Stenosis percentages according to the NASCET criteria are obtained from the ratio between maximal stenosis diameter and the reference diameter. It should be stressed that not only the mismatching at the level of maximal stenosis, but also any mismatch at the level of reference will lead to interference on the final NASCET stenosis values; thus care must be taken to check the ROI indicator match at both the point of reference and the point of maximal stenosis. A bypassing internal jugular vein could be possible source of interference at the level of the reference point. A low contrast media concentration may also be one of the reasons for ROI indicator mismatching at the level of the reference point.

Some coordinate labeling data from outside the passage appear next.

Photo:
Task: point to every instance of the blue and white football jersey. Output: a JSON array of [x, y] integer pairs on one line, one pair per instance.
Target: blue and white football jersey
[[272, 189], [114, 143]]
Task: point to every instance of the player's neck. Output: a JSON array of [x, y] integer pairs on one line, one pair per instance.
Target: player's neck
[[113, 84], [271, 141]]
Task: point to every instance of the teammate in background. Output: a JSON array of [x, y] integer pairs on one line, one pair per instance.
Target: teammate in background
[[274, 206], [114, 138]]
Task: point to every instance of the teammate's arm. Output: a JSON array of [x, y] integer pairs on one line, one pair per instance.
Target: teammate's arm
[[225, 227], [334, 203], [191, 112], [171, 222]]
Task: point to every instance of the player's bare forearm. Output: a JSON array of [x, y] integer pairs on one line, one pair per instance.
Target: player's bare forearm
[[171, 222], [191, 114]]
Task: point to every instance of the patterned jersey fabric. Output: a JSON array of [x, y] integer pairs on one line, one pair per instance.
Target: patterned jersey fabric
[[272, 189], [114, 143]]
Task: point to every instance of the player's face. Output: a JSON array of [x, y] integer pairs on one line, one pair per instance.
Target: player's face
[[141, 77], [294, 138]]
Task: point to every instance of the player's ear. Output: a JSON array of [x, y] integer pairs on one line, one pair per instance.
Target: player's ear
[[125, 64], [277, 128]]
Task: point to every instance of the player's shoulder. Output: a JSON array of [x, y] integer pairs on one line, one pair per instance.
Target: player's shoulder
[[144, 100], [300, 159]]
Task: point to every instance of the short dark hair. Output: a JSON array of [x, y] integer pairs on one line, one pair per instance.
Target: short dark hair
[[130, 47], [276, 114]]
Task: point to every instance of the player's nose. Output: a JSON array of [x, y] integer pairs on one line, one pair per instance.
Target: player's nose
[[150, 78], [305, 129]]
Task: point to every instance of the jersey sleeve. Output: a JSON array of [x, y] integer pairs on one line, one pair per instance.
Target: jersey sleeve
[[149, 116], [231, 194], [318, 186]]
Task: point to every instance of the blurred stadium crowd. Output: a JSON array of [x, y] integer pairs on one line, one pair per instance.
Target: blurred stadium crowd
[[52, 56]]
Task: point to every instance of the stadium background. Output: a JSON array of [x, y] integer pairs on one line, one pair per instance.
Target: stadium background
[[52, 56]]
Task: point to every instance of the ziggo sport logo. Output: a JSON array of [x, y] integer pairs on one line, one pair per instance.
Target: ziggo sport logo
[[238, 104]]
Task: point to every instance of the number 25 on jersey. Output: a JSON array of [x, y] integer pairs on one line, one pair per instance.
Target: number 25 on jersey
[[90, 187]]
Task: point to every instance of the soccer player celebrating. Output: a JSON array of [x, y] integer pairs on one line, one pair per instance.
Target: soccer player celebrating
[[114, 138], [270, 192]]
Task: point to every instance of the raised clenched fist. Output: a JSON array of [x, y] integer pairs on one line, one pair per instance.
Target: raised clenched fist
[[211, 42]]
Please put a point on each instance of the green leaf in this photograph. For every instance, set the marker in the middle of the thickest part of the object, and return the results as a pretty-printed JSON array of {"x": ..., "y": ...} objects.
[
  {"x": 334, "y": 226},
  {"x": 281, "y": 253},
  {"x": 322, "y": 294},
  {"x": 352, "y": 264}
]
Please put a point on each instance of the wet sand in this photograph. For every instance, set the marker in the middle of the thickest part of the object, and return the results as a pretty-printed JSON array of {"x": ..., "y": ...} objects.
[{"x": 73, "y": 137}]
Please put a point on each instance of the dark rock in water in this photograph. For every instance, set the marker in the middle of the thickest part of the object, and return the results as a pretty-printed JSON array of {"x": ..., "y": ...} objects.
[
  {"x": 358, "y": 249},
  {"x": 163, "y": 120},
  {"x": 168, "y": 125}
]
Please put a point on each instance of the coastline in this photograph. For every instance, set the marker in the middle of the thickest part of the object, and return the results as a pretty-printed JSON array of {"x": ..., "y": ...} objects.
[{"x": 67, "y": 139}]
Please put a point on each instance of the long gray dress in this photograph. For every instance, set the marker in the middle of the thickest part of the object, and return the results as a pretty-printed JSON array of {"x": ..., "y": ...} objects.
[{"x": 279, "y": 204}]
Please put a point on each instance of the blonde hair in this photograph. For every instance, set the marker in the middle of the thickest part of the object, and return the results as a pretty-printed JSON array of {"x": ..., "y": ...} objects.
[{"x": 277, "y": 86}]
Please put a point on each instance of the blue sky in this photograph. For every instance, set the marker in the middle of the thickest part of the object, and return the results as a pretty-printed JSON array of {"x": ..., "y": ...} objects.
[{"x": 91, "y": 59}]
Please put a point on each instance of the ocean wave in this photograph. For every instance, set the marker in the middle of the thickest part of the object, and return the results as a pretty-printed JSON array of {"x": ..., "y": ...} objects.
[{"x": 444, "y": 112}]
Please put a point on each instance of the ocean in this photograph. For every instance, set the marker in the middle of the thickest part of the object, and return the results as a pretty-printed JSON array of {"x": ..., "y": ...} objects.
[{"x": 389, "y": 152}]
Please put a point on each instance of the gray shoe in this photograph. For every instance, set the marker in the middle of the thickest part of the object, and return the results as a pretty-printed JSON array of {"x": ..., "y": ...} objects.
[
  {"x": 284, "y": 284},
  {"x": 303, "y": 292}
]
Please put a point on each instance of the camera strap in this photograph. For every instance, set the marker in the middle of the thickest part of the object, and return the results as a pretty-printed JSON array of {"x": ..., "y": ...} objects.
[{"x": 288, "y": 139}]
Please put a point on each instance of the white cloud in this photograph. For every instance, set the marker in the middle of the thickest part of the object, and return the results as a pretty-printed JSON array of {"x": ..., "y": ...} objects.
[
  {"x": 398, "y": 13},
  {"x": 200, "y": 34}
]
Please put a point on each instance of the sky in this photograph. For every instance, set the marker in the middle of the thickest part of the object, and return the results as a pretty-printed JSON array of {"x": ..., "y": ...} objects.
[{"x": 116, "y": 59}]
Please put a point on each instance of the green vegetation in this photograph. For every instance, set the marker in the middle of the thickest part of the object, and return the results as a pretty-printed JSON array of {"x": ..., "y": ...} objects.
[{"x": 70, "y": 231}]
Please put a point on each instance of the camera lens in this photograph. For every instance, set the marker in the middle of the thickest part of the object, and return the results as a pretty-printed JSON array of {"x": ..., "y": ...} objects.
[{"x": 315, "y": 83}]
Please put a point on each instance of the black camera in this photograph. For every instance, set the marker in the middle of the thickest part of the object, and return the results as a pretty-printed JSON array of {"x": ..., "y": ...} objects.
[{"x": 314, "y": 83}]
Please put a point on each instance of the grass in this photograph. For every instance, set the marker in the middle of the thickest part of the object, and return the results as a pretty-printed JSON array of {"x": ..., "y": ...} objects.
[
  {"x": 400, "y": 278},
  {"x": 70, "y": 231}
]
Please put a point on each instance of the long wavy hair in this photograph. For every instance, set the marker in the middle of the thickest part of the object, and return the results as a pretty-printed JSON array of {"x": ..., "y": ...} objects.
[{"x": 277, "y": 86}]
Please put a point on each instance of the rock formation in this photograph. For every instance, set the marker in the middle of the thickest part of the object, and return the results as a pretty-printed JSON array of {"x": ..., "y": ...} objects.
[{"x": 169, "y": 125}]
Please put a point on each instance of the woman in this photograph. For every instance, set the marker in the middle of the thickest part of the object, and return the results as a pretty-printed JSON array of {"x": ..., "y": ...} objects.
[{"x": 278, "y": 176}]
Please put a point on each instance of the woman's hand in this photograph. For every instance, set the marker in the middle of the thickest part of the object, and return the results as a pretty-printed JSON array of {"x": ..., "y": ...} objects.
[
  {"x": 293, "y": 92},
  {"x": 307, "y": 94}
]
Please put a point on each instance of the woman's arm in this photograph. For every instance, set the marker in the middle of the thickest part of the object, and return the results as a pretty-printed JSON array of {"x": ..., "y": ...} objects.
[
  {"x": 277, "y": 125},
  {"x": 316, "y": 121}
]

We selected those vessels with any of the above-mentioned interfering factors to compare them with those vessels without any interfering factors. The correlation between measurements on 3D CTA and MPR rDSA was poor (r=0.42) in vessels (n=20) with interfering factors. In contrast, the correlation became excellent (r=0.93) in vessels (n=13) without interfering factors (Table 3). There was also remarkable increase in coefficient of variation, indicating poorer agreement in vessels with interfering factors. Manual correction is recommended to avoid interference from those factors.

Conclusion

The results of the present study demonstrated that automated 3D CT angiography analysis was highly reproducible, but interfering factors, such as calcification, ulceration, bifurcating and bypassing vessels, short-segment stenosis, and low contrast concentration in vessel lumen, could lead to discrepancies in the assessment of the degree of carotid stenosis.